Of course, part of what made it fun ...




... was the bald-faced lying. Like we said, DELICIOUS.

Also, it was hysterical that the whole drama played out with everyone dressed in ugly postal uniforms.

2) SHOE-GATE

Ah...yes. Shoe-gate. Part of what made S1 so great was that the personal dramas all played out like one season-long plotline. Like Melrose Place with sewing machines. There probably wouldn't have been a shoe-gate if there already hadn't been a mustache-gate.

The short version: Kara Saun contracted with Dollhouse shoes to give her custom-made shoes to be worn in her runway show and then when she was called on it by Tim (on behalf of the producers), tried to claim that the shoes were worth 15 dollars a piece in order to ensure that she stayed under her $8000 budget.

A claim that was clearly bullshit after one glance at the shoes.

The reason this made for such delicious drama was because Kara Saun had always been the golden girl of the season. She'd won more challenges than any other designer and the judges clearly adored her. Wendy, dripping with low self esteem and feeling like the dirty girl in the school cafeteria, was LOVING the controversy.

This all played out in the pre-finale show workroom, with two people who HATED each other (Kara Saun and Wendy) and one person who was trying desperately to stay above the whole thing (Jay).

"Finally! Something happens to Miss Fucking Perfect. Love it!"

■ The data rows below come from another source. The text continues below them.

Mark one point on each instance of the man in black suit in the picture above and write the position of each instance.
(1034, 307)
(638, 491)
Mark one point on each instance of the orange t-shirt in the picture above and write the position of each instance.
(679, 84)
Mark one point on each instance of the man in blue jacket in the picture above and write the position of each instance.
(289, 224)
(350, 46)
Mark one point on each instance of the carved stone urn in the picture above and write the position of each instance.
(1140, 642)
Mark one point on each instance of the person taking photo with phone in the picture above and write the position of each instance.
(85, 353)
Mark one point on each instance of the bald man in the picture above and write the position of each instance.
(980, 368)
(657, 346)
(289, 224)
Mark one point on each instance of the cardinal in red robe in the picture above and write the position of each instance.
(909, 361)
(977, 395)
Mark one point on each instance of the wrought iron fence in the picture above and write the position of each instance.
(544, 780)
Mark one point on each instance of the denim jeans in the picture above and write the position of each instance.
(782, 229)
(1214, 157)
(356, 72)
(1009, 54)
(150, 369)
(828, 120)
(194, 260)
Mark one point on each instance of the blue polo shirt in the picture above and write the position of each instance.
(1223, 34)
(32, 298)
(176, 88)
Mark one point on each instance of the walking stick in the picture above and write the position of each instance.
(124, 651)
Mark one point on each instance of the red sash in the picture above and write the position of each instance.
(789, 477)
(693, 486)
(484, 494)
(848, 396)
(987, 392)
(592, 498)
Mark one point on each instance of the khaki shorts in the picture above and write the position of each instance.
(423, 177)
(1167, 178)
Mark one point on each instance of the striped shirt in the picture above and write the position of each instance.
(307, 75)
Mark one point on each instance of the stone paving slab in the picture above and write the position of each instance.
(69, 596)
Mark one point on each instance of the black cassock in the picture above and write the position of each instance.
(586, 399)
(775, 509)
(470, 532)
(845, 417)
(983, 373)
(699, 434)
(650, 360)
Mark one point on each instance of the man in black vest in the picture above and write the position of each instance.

Although he wasn't coming off as above-it-all as he would have liked. Yes, we know that sound bite was him quoting Wendy but he clearly had a problem with the situation.

Up till that point, Kara Saun really HAD been Miss Perfect. Not only had she won the most challenges, but she'd done almost everything she could to get along with other people and stay above the fray.

Unfortunately, for whatever reason (we suspect she felt she was untouchable at this point), she tried to pull a fast one on the producers, which left her open to criticism from the very LAST person she wanted to hear:


"No, don't talk to me."

"Well, I will talk to you because I'm going to tell you that Jay and I shopping at the store for five-dollar shoes is hardly comparable to you custom-designing shoes and putting an arbitrary value of five dollars on something that looks like your shoes."

"I just heard you on the phone equate a shoe at a sample sale for five dollars to a shoe you custom-designed and had made to your specifications..."

"...and that, my dear, is not fair or above board, Miss Perfect."

All of which put we, the viewers, in the bizarre position of cheering on the person we hated while she tore into the person we previously had been cheering on. The fact of the matter was that Wendy was RIGHT.

In the end, the producers came up with a solution that was so bull-shitty that we're still rolling our eyes 5 years later: the models would walk the runway in the custom-made shoes but the judges were supposed to ignore them in assessing the collection, which is all but impossible when the shoes are perfectly coordinated to the outfits, not to mention when they're knee-high white leather boots with fur trim.